What’s in a Name? Not So Much.

Movie night!

Because an abominable virus cries for an abominable snowman to lift our spirits.

Shriek of the Mutilated is tonight’s delicacy. It’s so very bad and so very strange. In the extensive catalog of “Yeti” movies, has any film been good? This critter seriously needs a better agent.

The best thing about this film is the title.

Which sets me to thinkin’.

I can think of about a dozen or more movies that totally waste intriguing titles on totally less-than-intriguing flicks. Here are a few of my favorites;

  • They Saved Hitler’s Brain immediately comes to mind (ouch!). This beauty actually had two titles, the other being; Madmen of Mandragoras……I jes’ don’t know. Frankly, they coulda given it twenty titles and it wouldn’t have improved things a jot. Especially charming are the two spies who look like the Blues Brothers and do most of their high-powered stalking from a phone booth (remember those?).
  • Children Shouldn’t Play With Dead Things. This is a Night of the Living Dead wanna-be. Unfortunately, it’s not near as interesting as NOTLD, though it does have the advantage of being shot in Miami instead of Pittsburgh.
  • The Iguana With a Tongue of Fire is a brutal giallo that actually is kinda interesting and features a brief, fascinating performance by Valentina Cortese.
  • Killer Klowns From Outer Space. Clowns, aliens, circus tent rocket ships, demonic ice cream trucks…what’s not to like……or……what’s to like?

Mind you, I’m not suggesting you rush out to see these films, but you can certainly savor the titles? Besides, you don’t have to watch ‘em. I already have.

Ew-w-w-w.

Plastic Cowboy Hats or Iguanas?

Movie Night!

What are my choices this evening?

Political junkie that I usually am, I could lock-in on this week’s political convention (red shirts, plastic cowboy hats, interminable plagiarism discussion loops, and conventioneers I suspect have spent a bit more time at the hotel bar than is advisable before strutting before cameras announcing numbers to millions of viewers – whoop!), or I could skip along the cultural high road with director Riccardo Freda’s giallo classic, The Iguana With the Tongue of Fire.

Pass up a title like that? I think not.

I can think of two movies with “iguana” in their titles. What are those odds? The other film is Night of the Iguana based on a story by Tennessee Williams. You may be asking (as I did); “What’s so special about iguanas?” That led me to recall a story by British speculative fiction writer J. G. Ballard. Mr. Ballard is best known for his novel; EMPIRE OF THE SUN, upon which the award-winning film was based. But in his novel; THE DROWNED WORLD, the Earth’s protective ionosphere has been decimated by solar flares and the planet has devolved into a ubiquitous, dank, fetid, swamp. The planet’s cities have decayed. Many buildings now harbor amphibian creatures living in the darkness of the buildings’ long missing windows and doors.

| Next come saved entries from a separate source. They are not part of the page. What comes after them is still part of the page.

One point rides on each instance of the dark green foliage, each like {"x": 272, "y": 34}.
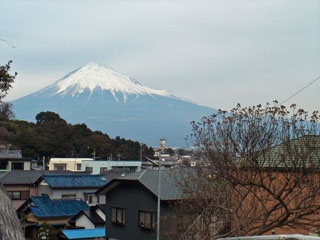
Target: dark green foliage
{"x": 52, "y": 136}
{"x": 48, "y": 232}
{"x": 6, "y": 79}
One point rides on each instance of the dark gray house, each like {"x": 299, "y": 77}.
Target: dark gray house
{"x": 131, "y": 211}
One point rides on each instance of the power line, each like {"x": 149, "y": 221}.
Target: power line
{"x": 11, "y": 44}
{"x": 308, "y": 85}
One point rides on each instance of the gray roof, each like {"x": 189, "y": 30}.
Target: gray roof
{"x": 170, "y": 187}
{"x": 20, "y": 177}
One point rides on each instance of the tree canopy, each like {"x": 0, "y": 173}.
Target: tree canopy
{"x": 52, "y": 136}
{"x": 6, "y": 79}
{"x": 259, "y": 172}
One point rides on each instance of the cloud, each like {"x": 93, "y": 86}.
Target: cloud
{"x": 213, "y": 52}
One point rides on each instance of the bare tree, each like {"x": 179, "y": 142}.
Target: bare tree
{"x": 10, "y": 227}
{"x": 259, "y": 171}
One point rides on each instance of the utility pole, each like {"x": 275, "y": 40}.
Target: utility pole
{"x": 162, "y": 146}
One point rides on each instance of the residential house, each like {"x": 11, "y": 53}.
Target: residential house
{"x": 42, "y": 209}
{"x": 83, "y": 234}
{"x": 67, "y": 164}
{"x": 90, "y": 219}
{"x": 73, "y": 186}
{"x": 102, "y": 166}
{"x": 132, "y": 203}
{"x": 20, "y": 185}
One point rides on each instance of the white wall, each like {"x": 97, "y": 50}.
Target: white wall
{"x": 96, "y": 165}
{"x": 71, "y": 163}
{"x": 83, "y": 221}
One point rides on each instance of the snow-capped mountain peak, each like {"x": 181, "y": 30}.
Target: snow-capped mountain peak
{"x": 99, "y": 76}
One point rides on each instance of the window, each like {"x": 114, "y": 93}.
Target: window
{"x": 118, "y": 215}
{"x": 91, "y": 198}
{"x": 68, "y": 196}
{"x": 18, "y": 195}
{"x": 60, "y": 167}
{"x": 78, "y": 166}
{"x": 147, "y": 220}
{"x": 103, "y": 170}
{"x": 17, "y": 166}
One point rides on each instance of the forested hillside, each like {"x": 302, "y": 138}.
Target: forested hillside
{"x": 52, "y": 136}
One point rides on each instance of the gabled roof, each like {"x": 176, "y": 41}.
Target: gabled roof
{"x": 44, "y": 207}
{"x": 74, "y": 181}
{"x": 91, "y": 215}
{"x": 102, "y": 207}
{"x": 170, "y": 187}
{"x": 84, "y": 233}
{"x": 21, "y": 177}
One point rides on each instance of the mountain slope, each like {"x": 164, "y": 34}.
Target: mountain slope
{"x": 116, "y": 104}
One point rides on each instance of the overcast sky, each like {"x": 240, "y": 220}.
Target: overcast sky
{"x": 213, "y": 52}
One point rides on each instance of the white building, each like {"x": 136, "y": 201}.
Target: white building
{"x": 67, "y": 164}
{"x": 101, "y": 166}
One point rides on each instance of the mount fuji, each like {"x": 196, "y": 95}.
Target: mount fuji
{"x": 115, "y": 104}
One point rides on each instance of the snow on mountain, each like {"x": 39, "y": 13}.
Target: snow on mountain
{"x": 115, "y": 104}
{"x": 95, "y": 76}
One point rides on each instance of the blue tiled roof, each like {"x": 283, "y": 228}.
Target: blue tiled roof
{"x": 75, "y": 180}
{"x": 84, "y": 233}
{"x": 43, "y": 206}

For Ballard, these creatures are clearly representative of atavistic impulses and desires that lurk within us all waiting to be triggered and released by drastic changes in the conditions that restrain them. I think that may also true for both of our “iguana” flicks.

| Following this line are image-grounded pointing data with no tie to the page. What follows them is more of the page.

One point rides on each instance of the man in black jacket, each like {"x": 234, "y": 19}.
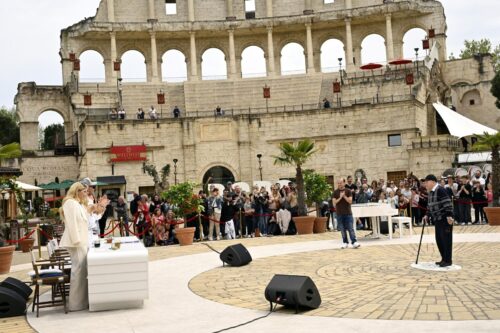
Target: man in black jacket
{"x": 440, "y": 210}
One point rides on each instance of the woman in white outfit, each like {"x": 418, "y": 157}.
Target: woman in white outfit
{"x": 75, "y": 239}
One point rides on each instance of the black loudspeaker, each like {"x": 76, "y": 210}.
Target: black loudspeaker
{"x": 11, "y": 303}
{"x": 235, "y": 255}
{"x": 18, "y": 286}
{"x": 293, "y": 290}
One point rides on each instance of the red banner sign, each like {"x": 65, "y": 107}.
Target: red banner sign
{"x": 128, "y": 153}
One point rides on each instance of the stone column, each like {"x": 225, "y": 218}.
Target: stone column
{"x": 191, "y": 10}
{"x": 193, "y": 57}
{"x": 152, "y": 12}
{"x": 154, "y": 58}
{"x": 232, "y": 55}
{"x": 269, "y": 8}
{"x": 310, "y": 53}
{"x": 349, "y": 55}
{"x": 113, "y": 56}
{"x": 389, "y": 44}
{"x": 229, "y": 10}
{"x": 270, "y": 53}
{"x": 111, "y": 10}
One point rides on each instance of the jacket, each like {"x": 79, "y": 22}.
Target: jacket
{"x": 76, "y": 221}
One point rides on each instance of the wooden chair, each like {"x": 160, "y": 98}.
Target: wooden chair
{"x": 54, "y": 277}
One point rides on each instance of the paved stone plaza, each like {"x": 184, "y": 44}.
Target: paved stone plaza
{"x": 371, "y": 289}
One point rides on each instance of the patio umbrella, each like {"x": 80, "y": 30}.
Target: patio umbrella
{"x": 371, "y": 66}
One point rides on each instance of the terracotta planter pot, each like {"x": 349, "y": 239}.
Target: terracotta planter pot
{"x": 493, "y": 215}
{"x": 304, "y": 224}
{"x": 320, "y": 225}
{"x": 185, "y": 236}
{"x": 26, "y": 244}
{"x": 6, "y": 254}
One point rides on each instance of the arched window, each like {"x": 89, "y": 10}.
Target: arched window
{"x": 412, "y": 40}
{"x": 133, "y": 68}
{"x": 331, "y": 51}
{"x": 253, "y": 62}
{"x": 50, "y": 130}
{"x": 173, "y": 66}
{"x": 373, "y": 49}
{"x": 293, "y": 60}
{"x": 213, "y": 65}
{"x": 92, "y": 67}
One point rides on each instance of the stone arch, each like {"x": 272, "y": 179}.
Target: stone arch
{"x": 179, "y": 74}
{"x": 291, "y": 64}
{"x": 210, "y": 166}
{"x": 212, "y": 67}
{"x": 134, "y": 73}
{"x": 330, "y": 51}
{"x": 92, "y": 69}
{"x": 258, "y": 61}
{"x": 371, "y": 42}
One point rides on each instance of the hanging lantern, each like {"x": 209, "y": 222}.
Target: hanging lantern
{"x": 267, "y": 92}
{"x": 425, "y": 44}
{"x": 161, "y": 98}
{"x": 76, "y": 65}
{"x": 410, "y": 79}
{"x": 336, "y": 87}
{"x": 87, "y": 99}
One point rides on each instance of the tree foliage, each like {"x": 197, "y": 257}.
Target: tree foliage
{"x": 9, "y": 127}
{"x": 52, "y": 136}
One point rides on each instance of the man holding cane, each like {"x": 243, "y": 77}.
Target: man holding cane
{"x": 440, "y": 210}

There is, of course, a chasm of difference in performance quality between Night of the Iguana (Richard Burton, Ava Gardner, and Deborah Kerr) and The Iguana With the Tongue of Fire (Luigi Pistilli, Dagmar Lassander, and Anton Diffring), but not in one performance.

I have not seen many performances by Valentina Cortese, but I’m impressed by what I’ve seen. Her Oscar-nominated performance in Francois Truffault’s Day for Night is a thing of wonder. In The Iguana With the Tongue of Fire (made two years before), Ms. Cortese has a heart-wrenching scene that transcends the tawdriness of the film.

She says of her husband;

“His Excellency has returned to Switzerland and I am alone…as always. How do you expect me to say it? It’s the truth. Behind this façade you are looking at there is the most terrible…unbelievable…emptiness…between me and my children, between me and my………husband.”

The camera never leaves her face. It would be criminal to do so. Score one for director Freda.

Oh yes, this was a much better choice than those ersatz cowboy hats. Whoop indeed!